Photos showing the spread of the Bighorn Fire burning north of Tucson on Thursday night, as the fire continued to spread across the Catalina Mountains:

Since June 5, the lightning-sparked fire has engulfed 37,058 acres, forcing evacuations all across the mountains, and in the lower foothills, including Summerhaven, Willow Canyon, and Peppersauce Canyon. Portions of Oracle, East Golder Ranch, and the Catalina foothills remain in "set" evacuation status, with residents warned to be alert and ready for an evacuation order. People in Oro Valley from Catalina State Park to Magee Road were also warned to prepare for evacuation, including the Tucson foothills from First Avenue to Alvernon Way. 

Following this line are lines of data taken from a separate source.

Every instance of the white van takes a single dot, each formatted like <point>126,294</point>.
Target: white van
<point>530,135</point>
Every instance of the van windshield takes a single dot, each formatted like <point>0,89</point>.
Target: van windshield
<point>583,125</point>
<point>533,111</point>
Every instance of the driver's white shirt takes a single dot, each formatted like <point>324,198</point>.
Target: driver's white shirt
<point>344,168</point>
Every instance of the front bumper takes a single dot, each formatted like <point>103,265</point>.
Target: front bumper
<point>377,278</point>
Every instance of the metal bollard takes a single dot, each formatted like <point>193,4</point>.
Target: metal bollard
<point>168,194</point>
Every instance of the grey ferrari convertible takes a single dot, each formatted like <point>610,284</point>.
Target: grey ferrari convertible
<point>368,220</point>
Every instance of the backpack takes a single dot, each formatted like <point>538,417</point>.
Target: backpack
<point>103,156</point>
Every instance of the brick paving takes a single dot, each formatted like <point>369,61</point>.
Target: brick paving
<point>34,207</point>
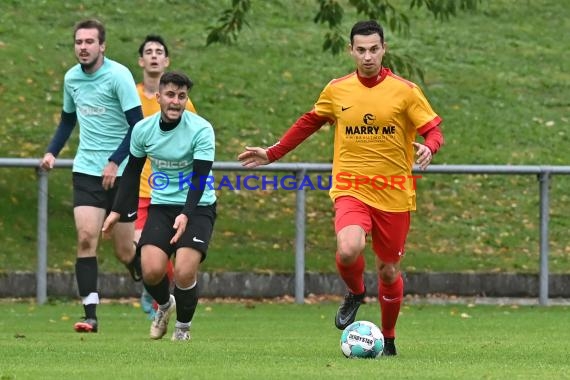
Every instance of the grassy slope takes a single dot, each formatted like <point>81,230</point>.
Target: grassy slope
<point>499,78</point>
<point>281,341</point>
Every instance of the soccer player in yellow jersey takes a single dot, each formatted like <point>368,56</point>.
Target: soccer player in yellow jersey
<point>376,117</point>
<point>153,59</point>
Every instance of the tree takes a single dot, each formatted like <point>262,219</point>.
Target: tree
<point>331,12</point>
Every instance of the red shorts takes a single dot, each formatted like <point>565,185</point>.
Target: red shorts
<point>387,229</point>
<point>142,213</point>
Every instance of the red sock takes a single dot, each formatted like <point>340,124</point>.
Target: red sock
<point>352,274</point>
<point>390,298</point>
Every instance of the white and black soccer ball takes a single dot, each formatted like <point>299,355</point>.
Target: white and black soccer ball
<point>362,339</point>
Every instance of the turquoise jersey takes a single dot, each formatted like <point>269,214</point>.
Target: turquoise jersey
<point>172,154</point>
<point>100,100</point>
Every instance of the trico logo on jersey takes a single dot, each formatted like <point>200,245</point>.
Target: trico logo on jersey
<point>164,164</point>
<point>369,128</point>
<point>90,111</point>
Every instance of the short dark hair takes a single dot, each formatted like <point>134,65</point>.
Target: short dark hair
<point>366,28</point>
<point>91,23</point>
<point>153,38</point>
<point>177,78</point>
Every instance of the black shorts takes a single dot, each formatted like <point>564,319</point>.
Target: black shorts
<point>158,228</point>
<point>88,191</point>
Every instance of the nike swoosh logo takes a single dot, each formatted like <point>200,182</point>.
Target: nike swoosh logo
<point>348,317</point>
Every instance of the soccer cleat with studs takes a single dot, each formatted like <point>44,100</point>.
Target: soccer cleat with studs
<point>346,313</point>
<point>389,347</point>
<point>180,334</point>
<point>159,325</point>
<point>86,325</point>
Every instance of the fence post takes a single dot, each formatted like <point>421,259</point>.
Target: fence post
<point>41,274</point>
<point>544,183</point>
<point>300,238</point>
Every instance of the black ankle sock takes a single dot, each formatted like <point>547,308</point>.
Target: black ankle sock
<point>186,302</point>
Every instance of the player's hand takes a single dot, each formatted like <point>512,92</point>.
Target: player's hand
<point>180,226</point>
<point>109,223</point>
<point>47,162</point>
<point>109,175</point>
<point>423,154</point>
<point>253,157</point>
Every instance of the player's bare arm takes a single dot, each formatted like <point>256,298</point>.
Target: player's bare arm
<point>47,162</point>
<point>423,154</point>
<point>253,157</point>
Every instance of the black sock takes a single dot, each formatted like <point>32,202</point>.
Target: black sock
<point>186,302</point>
<point>86,271</point>
<point>160,292</point>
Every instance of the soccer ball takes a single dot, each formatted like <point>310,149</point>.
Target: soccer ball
<point>362,339</point>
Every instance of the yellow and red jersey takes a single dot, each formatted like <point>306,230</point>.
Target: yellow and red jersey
<point>375,122</point>
<point>150,106</point>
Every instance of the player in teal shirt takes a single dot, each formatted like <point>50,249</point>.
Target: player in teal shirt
<point>101,95</point>
<point>181,216</point>
<point>100,99</point>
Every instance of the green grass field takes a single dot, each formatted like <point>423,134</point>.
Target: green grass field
<point>284,341</point>
<point>499,78</point>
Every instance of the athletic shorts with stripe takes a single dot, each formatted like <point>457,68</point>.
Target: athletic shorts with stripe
<point>158,229</point>
<point>88,191</point>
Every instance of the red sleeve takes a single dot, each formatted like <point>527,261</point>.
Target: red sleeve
<point>433,137</point>
<point>305,126</point>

About 924 people are working to fight the spreading wildfire, including 8 hotshot crews and dozens of fire engines, along with a squadron of aircraft, including the large, bug-like Sikorsky Sky Crane, as well helicopters like Chinooks, and fixed-wing aircraft, like the DC-10 VLAT, or Very Large Air Tanker—capable of carrying 13,000-gallons of fire retardant. 

On Friday morning, fire managers said that lower wind speeds, smoke will settle in the communities around the fire area, and temperatures will run about 100 degrees, with low humidity and mild winds. 

Fire managers said they expect the fire to grow northeast to Cañada del Oro and Alder Canyons on Friday, and crews working south of Oracle and San Manuel will tie in containment lines to prepare for additional firing operations. Meanwhile, firefighters on Mt. Lemmon are working along Catalina Highway to protect Summerhaven and the Mt. Lemmon Sky Center.

They also said that the fire burning along Samaniego Ridge and the top of Ventana Canyon will subside, and the fire will move downslope at a moderate pace where crews can successfully engage it on flat ground.